J’étais très foot, très sport. Quand cela m’est arrivé, j’ai adapté mes activités. Je suis devenu totalement cinéphile. Ma passion pour la littérature est venue de là. Ma vie a changé à partir de là. J’ai commencé à écrire, d’abord de petits dialogues, et puis des scénarios de 200 ou 300 pages.
Qu’est-ce qui vous passionnait dans les histoires de votre grand-mère ?
Elle avait une manière particulière d’expliquer sa jeunesse, la vie de son village, elle parlait de son père incorporé, de la méfiance entre les familles, des partisans et des autres, de l’arrivée des Américains, pour eux c’était un choc comme une rencontre du 3e type. C’était vraiment intéressant d’avoir son ressenti ; elle avait du mal avec ces choses-là, je voyais qu’il y avait beaucoup de douleurs, mais elle les expliquait quand même. J’ai voulu garder cette émotion dans In Memoriam. Je me suis appuyé sur les mots de ma grand-mère.

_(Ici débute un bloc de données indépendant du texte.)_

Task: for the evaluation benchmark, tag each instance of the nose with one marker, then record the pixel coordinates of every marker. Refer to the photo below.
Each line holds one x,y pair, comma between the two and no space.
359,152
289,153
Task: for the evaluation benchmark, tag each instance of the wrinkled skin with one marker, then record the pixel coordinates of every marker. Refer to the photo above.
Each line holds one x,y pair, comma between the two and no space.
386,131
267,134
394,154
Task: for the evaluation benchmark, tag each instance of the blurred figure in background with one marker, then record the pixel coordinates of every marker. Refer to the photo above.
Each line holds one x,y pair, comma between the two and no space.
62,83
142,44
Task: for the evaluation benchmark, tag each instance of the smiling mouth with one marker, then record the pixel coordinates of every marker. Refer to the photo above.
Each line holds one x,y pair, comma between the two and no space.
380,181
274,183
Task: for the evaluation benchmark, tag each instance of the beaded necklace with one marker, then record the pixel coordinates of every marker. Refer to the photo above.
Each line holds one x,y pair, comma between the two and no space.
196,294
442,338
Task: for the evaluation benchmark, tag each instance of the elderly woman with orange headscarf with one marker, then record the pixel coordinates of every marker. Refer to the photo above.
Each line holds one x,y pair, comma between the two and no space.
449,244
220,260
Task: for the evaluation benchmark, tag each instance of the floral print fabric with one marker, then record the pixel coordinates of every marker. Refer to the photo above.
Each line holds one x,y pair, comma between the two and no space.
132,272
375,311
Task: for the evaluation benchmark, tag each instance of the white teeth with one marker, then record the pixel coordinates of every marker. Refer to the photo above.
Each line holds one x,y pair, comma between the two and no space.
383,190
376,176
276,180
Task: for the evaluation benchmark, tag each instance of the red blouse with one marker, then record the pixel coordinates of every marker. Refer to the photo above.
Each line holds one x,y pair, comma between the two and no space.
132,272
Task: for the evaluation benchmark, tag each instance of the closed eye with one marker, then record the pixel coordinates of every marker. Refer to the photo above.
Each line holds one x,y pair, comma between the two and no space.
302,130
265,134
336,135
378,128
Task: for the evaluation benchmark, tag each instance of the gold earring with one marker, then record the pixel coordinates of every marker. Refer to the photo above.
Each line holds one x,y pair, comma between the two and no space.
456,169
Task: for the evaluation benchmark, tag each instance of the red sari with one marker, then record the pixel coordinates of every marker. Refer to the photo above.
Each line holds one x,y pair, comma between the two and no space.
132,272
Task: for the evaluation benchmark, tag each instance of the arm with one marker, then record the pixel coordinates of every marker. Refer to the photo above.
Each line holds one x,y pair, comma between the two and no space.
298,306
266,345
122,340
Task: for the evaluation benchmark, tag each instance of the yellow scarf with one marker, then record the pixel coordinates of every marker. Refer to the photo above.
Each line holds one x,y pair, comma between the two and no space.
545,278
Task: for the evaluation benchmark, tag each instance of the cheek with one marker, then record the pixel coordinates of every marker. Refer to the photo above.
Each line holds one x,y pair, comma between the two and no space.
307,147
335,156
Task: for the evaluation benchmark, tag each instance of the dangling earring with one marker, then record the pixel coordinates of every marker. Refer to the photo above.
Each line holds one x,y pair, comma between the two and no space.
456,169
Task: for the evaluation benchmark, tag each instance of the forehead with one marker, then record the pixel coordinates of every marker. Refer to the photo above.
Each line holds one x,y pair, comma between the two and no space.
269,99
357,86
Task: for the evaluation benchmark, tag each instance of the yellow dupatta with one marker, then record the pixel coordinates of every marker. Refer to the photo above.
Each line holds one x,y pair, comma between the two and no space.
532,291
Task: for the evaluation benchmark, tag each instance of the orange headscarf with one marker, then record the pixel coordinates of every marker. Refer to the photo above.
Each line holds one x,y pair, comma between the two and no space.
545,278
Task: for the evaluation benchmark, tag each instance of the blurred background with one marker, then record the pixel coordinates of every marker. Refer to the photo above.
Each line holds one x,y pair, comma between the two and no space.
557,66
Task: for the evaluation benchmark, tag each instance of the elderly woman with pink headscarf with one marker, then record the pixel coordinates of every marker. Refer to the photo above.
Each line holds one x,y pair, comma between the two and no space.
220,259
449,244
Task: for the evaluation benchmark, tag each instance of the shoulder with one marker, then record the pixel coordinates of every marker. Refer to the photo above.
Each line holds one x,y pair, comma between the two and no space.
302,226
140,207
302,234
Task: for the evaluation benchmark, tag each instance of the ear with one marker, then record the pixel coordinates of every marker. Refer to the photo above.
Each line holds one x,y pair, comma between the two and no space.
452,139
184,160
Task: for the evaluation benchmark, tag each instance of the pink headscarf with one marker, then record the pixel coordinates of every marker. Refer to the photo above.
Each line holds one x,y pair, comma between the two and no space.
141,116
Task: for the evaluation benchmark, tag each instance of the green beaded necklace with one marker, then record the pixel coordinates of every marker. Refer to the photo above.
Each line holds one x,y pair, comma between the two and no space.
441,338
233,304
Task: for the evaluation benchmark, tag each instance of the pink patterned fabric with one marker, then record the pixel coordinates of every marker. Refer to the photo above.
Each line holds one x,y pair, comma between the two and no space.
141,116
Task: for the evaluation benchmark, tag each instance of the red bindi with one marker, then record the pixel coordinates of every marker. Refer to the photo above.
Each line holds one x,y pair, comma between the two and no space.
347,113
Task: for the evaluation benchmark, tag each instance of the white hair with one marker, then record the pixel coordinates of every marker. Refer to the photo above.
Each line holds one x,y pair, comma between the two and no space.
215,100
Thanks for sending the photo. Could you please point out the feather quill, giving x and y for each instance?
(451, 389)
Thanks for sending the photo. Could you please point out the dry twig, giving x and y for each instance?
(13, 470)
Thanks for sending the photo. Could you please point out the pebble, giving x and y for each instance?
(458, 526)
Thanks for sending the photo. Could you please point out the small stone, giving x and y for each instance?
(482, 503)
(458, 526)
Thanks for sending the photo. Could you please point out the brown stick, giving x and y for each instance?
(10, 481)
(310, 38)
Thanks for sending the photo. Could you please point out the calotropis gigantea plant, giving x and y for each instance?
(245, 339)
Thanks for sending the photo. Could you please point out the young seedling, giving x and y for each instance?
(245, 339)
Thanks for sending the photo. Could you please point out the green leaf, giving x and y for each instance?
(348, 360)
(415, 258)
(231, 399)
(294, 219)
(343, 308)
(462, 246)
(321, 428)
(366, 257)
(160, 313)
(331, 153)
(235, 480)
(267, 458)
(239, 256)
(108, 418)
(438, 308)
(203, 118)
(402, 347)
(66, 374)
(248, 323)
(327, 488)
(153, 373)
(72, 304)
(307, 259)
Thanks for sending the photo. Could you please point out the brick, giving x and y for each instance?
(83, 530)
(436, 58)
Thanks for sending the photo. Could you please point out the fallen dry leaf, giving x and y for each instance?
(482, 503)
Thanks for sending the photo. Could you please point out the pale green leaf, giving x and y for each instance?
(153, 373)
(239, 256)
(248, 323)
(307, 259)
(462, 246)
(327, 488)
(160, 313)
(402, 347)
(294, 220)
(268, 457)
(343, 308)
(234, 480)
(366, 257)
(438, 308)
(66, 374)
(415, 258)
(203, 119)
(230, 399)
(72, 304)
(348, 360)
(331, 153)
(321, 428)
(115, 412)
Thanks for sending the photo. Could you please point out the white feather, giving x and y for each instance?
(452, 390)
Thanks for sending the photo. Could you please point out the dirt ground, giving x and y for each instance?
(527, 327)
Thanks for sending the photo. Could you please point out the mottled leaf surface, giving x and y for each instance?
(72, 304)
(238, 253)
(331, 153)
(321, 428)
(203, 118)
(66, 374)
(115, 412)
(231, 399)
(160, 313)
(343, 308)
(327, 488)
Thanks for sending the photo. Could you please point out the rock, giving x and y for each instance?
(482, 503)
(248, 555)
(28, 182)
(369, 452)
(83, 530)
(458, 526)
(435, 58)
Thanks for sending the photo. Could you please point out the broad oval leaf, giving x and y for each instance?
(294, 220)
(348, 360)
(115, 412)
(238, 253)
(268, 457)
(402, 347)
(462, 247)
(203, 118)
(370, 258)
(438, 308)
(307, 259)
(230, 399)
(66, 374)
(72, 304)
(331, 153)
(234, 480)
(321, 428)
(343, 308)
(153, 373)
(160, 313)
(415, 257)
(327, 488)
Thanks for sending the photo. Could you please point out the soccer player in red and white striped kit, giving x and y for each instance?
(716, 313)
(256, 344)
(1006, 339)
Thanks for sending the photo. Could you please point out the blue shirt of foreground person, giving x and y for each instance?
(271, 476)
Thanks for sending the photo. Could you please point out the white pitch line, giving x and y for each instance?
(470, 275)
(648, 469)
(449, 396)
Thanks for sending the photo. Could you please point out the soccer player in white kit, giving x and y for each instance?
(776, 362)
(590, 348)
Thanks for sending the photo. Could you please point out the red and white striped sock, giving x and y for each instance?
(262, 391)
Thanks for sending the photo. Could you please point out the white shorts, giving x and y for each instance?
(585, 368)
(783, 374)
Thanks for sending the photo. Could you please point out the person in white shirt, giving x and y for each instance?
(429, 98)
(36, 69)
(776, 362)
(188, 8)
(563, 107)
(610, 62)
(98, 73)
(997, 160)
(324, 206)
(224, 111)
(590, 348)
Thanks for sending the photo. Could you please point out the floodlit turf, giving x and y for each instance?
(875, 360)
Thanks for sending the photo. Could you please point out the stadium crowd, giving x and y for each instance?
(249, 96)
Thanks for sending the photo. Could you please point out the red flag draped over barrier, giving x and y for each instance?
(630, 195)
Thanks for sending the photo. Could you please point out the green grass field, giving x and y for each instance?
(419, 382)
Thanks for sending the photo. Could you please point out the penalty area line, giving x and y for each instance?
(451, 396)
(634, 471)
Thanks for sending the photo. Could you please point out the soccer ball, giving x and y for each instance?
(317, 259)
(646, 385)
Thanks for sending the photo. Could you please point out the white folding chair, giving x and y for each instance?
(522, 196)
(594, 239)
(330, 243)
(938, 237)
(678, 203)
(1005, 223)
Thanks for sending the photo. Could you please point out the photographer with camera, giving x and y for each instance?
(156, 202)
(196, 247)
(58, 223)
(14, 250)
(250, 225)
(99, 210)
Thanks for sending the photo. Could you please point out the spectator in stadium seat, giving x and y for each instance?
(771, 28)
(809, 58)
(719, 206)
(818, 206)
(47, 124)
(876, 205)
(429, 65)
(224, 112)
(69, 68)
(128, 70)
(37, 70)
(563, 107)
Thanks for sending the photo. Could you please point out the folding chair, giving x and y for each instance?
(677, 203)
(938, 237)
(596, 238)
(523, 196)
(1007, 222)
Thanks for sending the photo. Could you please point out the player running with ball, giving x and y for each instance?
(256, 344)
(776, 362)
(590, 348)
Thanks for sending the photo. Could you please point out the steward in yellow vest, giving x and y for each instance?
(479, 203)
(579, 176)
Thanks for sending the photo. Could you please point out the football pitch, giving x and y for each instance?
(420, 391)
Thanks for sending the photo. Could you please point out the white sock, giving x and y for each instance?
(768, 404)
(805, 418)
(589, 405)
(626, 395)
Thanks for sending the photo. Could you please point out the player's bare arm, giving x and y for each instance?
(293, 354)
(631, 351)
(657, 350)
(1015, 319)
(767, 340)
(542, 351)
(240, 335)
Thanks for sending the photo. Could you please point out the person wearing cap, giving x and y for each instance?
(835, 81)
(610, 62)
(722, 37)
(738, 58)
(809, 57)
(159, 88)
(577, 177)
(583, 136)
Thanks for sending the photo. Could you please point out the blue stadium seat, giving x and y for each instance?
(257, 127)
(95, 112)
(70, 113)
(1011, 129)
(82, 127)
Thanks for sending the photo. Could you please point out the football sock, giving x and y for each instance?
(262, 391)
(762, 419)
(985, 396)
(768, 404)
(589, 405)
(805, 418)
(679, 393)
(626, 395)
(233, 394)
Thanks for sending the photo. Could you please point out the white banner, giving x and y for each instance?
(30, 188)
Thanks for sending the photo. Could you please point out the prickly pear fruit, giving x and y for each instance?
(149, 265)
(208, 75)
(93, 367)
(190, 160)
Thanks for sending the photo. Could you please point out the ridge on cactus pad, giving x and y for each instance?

Après mon premier scénario, j’en ai écrit d’autres, l’un sur mon passage à l’Hôpital, plein de petites choses… Il y a cinq ans, j’ai fait la connaissance d’une association qui organisait une reconstitution des deux guerres et je suis tombé sur une photo de Malgré-Nous. C’est le déclic. Je ne connaissais pas l’histoire de ceux qui étaient sur le cliché, des déserteurs alsaciens, totalement perdus entre les Russes qui les pourchassaient et les Allemands qui les qualifiaient de traîtres. Sur la photo, l’un d’eux tenait une pancarte, il y était écrit « sans patrie ». J’ai repensé à mon scénario. Je suis dit que je devais tenter l’impossible, qu’on allait me traiter de grand malade, mais je me suis lancé.
Comment avez-vous organisé le tournage ?
J’ai cherché des acteurs disponibles. En fait, j’ai booké mes copains d’enfance, ceux du mon village, tous concernés par l’incorporation de force ; je leur ai demandé de bloquer des dates, un an à l’avance, pour qu’à ce moment-là, ils ne fassent rien d’autre que mon film. Les costumes et accessoires ont été prêtés par l’association des Reconstituteurs de Weitbruch et le musée de l’Abri de Hatten. Nous avons tourné près de Wissembourg, en Forêt Noire côté allemand, au Col du Linge, haut lieu de la Première Guerre mondiale, vers Munster et à Schoenenbourg sur la Ligne Maginot. J’ai loué des caméras pour 25 jours de tournage. Nous avons plus de 2500 heures de rush, c’est beaucoup, mais il a fallu refaire les scènes de nombreuses fois. Quand je leur disais «travaille ton regard», mes amis ne comprenaient pas vraiment, ce n’est pas leur métier. J’ai fait 400 heures de montage. C’est incroyable… Cette histoire de toute façon est géniale. Au fil des samedis, chacun se mettait dans son rôle, on a progressé. Pour des questions de budget, il était impossible de réaliser un documentaire, avec des images d’archives. J’ai voulu m’en approcher avec la fiction.
Un mot sur votre avenir ?
In Memoriam sera projeté au Mégarex de Haguenau le 10 décembre à 20h (réservations : steinmann.benjamin@hotmail.fr ) et à la Saline en février. Après, j’ai très envie de travailler dans le milieu du cinéma. Le sentiment de remplir une salle pour un film que j’ai produit et réalisé est un bonheur incroyable. C’est très fort.